- Born: Philadelphia, Pennsylvania, United States
- Occupation: Actor
- Years active: 2005 – present

= Elliot Ruiz =

American actor and Marine (born 1985)

Elliot Ruiz (born 1985) is an American film actor and a former U.S. Marine.

==Early life and career==
Ruiz was born in Philadelphia, Pennsylvania. He graduated from Thomas A. Edison High School in 2002. Ruiz joined the U.S. Marine Corps when he was 17 years old, and with six months into his service he was sent to Iraq – as the youngest Marine in his division.

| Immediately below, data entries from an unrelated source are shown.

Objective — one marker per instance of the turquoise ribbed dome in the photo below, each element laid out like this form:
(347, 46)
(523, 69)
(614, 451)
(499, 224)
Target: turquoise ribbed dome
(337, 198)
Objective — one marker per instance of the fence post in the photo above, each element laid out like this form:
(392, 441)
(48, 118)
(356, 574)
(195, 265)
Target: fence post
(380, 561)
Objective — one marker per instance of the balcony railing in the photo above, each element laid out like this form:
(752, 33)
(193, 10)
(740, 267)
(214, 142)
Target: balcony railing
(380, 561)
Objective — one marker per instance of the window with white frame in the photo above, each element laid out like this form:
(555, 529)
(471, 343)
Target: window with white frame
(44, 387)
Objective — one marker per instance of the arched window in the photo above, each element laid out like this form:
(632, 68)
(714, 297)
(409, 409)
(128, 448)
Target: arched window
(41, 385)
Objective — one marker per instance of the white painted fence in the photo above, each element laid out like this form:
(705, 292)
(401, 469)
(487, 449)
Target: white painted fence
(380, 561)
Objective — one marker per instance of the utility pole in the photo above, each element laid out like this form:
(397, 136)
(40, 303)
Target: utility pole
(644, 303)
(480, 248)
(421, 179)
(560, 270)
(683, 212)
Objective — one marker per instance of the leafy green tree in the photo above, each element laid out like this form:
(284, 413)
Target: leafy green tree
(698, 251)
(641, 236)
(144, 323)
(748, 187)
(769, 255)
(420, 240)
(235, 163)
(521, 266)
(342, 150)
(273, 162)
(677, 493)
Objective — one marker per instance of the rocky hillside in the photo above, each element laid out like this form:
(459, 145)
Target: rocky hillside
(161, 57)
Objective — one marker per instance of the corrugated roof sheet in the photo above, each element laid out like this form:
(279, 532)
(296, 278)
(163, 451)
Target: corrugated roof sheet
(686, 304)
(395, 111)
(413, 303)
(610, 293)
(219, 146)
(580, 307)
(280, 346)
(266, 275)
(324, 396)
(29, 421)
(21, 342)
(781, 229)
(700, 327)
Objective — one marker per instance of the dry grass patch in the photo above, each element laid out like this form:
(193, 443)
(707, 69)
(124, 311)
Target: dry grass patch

The war ended for him in April 2004 when an Iraqi drove a car through barbed wire at a checkpoint, and the wire almost tore Ruiz's leg apart. Doctors told him he would never walk again, but eventually he started to jog and run around. In 2005 he turned to acting, as he got his first movie role in a low budget movie Shapeshifter. In 2007 he got his break with acclaimed drama film Battle for Haditha, which was directed by British director Nick Broomfield. He was also a cast in the short film Juggling in Mosul (2009). Ruiz could next be seen in a war film 21 and a Wake-Up (2010), starring Amy Acker, Danica McKellar and Faye Dunaway.